個性豊かな獣人たちと、人間である蒼がどんな関係を築いていくのか——
ぜひ楽しんでいただけたら嬉しいです!
「よし、今日は実技だ」
教室に入ってきた教師の一言で、空気が少しだけ引き締まった。
「この学園では知識よりも“身体能力”を重視する。外に出るぞ」
案内されたのは、広いグラウンドだった。
見た瞬間、なんとなく嫌な予感がする。
「まずは軽く走る。準備運動だ」
教師の合図と同時に、全員が一斉に走り出した。
「——はやっ!?」
思わず声が出た。
速いとかいうレベルじゃない。
地面を蹴る音が違う。

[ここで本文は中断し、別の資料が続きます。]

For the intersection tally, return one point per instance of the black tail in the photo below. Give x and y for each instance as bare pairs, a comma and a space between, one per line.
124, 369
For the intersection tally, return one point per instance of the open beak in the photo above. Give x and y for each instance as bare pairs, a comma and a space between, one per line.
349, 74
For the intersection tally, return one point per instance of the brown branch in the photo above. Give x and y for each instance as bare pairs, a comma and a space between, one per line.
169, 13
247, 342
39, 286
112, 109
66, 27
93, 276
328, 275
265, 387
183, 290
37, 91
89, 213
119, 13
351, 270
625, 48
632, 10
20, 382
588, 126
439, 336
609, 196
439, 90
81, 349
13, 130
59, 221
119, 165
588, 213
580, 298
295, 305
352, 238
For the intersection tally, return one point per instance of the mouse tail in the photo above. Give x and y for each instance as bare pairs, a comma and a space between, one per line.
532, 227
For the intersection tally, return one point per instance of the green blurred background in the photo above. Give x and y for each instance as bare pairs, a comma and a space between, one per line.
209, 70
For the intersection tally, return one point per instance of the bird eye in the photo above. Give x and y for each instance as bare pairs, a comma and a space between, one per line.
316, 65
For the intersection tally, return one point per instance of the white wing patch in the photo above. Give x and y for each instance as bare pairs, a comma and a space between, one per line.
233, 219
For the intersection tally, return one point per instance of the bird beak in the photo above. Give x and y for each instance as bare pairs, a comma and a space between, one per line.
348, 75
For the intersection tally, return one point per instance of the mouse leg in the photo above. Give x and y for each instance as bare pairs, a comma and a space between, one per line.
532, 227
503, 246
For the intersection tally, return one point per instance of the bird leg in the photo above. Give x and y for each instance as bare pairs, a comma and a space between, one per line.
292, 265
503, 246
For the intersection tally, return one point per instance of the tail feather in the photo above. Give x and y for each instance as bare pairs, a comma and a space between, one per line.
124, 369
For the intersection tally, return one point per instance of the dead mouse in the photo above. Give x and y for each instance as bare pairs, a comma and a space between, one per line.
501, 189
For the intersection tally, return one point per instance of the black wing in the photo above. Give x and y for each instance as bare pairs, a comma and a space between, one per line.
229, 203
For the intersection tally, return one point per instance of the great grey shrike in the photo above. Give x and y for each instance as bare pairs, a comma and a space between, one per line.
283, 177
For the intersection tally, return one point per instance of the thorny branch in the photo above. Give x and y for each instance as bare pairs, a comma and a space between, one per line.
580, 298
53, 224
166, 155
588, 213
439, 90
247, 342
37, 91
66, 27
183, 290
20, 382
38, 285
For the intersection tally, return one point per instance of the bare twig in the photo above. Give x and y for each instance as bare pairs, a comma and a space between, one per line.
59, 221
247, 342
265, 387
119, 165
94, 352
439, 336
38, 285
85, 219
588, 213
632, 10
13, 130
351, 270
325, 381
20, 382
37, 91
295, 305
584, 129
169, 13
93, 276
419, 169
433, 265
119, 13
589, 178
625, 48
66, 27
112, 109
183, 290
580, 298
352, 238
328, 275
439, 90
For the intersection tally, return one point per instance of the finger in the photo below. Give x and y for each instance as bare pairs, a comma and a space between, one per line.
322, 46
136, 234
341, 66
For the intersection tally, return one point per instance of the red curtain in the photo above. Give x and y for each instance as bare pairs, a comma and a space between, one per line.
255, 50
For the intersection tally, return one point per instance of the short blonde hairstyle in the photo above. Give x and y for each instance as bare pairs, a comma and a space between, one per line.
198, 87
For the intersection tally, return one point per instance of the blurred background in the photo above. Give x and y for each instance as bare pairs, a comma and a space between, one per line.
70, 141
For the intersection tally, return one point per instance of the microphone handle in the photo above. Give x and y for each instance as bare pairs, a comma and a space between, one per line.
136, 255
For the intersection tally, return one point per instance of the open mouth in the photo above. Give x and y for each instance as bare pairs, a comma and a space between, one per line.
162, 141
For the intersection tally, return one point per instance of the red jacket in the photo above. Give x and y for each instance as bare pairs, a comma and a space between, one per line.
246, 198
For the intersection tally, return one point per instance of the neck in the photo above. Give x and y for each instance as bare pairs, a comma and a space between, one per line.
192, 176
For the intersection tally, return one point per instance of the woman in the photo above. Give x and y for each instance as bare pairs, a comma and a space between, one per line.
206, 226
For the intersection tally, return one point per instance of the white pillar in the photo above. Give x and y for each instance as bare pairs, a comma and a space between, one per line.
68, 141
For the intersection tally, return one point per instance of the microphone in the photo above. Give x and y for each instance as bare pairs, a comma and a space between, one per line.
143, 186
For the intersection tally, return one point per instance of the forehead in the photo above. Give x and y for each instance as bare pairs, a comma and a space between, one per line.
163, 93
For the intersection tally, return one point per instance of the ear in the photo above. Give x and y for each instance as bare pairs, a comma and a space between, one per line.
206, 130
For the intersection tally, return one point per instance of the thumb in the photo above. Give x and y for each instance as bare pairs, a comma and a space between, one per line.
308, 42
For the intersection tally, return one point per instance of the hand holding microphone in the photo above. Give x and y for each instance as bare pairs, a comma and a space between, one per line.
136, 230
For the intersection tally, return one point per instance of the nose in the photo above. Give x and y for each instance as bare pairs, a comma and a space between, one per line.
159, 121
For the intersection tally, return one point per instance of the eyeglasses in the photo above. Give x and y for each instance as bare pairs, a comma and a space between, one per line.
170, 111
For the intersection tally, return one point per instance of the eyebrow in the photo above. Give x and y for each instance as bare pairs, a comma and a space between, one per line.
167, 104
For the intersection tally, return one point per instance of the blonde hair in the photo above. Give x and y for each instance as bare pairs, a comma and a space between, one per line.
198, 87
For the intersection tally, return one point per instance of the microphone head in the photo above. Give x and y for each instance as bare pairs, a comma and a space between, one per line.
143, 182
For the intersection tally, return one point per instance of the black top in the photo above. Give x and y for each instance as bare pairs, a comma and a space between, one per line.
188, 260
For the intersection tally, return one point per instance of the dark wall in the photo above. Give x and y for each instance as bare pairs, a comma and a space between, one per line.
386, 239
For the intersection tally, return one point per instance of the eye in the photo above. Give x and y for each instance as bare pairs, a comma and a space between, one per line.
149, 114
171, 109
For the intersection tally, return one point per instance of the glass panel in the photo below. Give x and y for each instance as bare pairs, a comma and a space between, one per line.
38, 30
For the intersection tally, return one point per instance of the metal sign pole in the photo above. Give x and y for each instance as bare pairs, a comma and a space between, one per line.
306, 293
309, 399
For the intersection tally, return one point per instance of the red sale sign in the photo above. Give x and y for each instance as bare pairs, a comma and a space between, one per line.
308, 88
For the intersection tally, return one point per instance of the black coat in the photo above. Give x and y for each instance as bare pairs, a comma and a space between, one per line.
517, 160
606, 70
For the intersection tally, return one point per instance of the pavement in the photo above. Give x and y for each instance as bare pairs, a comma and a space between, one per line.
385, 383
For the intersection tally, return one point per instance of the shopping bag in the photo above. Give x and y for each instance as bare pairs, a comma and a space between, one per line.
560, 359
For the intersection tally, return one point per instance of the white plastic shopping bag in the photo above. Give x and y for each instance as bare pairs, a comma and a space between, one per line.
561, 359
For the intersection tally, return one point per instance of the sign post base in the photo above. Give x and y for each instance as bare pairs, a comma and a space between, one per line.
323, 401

風の切り方が違う。
気づけば、あっという間に置いていかれていた。
「はっ……はっ……」
息が上がる。
足が重い。
「蒼、大丈夫かー?」
余裕そうに隣を走るルナが声をかけてくる。
「大丈夫……じゃない……」
「だよな!」
なぜか楽しそうだ。
なんとか一周走りきった頃には、もう立っているのもやっとだった。
「次は跳躍」
教師の声が追い打ちをかける。
用意されたのは、かなり高いバー。
「え、あれ越えるの?」
「当然だ」
いや無理だろ。
そう思っている間に、ルナが軽々と跳んだ。
ガルドも、シオンも、レオナも。
モコですら——
「……よいしょ」
という感じで普通に越えた。
「嘘だろ……」
「蒼、いけるか?」
レオナが振り返る。
「……やるだけやる」
助走をつけて、思い切り踏み込む。
——結果。
「いってぇ……」
バーに引っかかって、そのまま転んだ。
「ははっ!やっぱ人間すげぇな!」
ガルドが笑う。
「すげぇの意味違うだろ……」
「無理すんなよー」
ルナが手を差し出してくる。
「ありがと……」
引っ張られて立ち上がる。
「……やはり、身体能力はかなり低いな」
シオンが冷静に分析する。
「人間はここまでとは」
「でもさ」
ルナが笑う。
「別にそれでもいいじゃん」
「そうだな」
レオナも頷く。
「戦うための力だけが全てではない」
「気にすんなって!」
ガルドが背中を軽く叩く。
「……ん」
モコも小さく頷いた。
なんだろう。
悔しい気持ちはある。
全然できないし、ついていけない。
でも——
嫌な感じは、しなかった。
その後も授業は続いた。
走って、跳んで、投げて。
結果は全部ボロボロだったけど——
誰も笑わなかった。
それどころか、声をかけてくれた。
それだけで、少し救われた気がした。
——授業が終わる頃には、体は限界だった。
「おつかれー!」
ルナが元気に手を振る。
「今日はすごかったな!」
「いや、ダメな意味でだろ……」
「でも面白かったぜ」
ガルドが笑う。
「……興味深い」
シオンが小さく呟く。
「無理はするな」
レオナが一言だけ言った。
「……またな」
モコは眠そうに手を振った。
それぞれ寮へと帰っていく。
俺も案内された寮へ向かうことにした。
歩いていると、少しずつ静かになっていく。
「ここか……」
目の前には、学生寮の扉。
その前に——
一人、熊の獣人が立っていた。
「……あ」
目が合う。
「お前……人間?」
低く、ゆっくりした声。
「そうだけど……」
じっと見られる。
少し間があって——
「……変だな」
「え?」
「怖くないのか?」
どこか不思議そうな顔だった。
少し考えてから、答える。
「うーん……」
寮の中を思い浮かべる。
教室でのことを思い出す。
「モフモフだし」
「……は?」
「可愛いから」
一瞬、沈黙。
そして——
「……変なやつだな」
小さく笑った気がした。
そのまま、扉が開く。
——獣人だらけの学園生活、二日目。
まだまだ、知らないことばかりだ。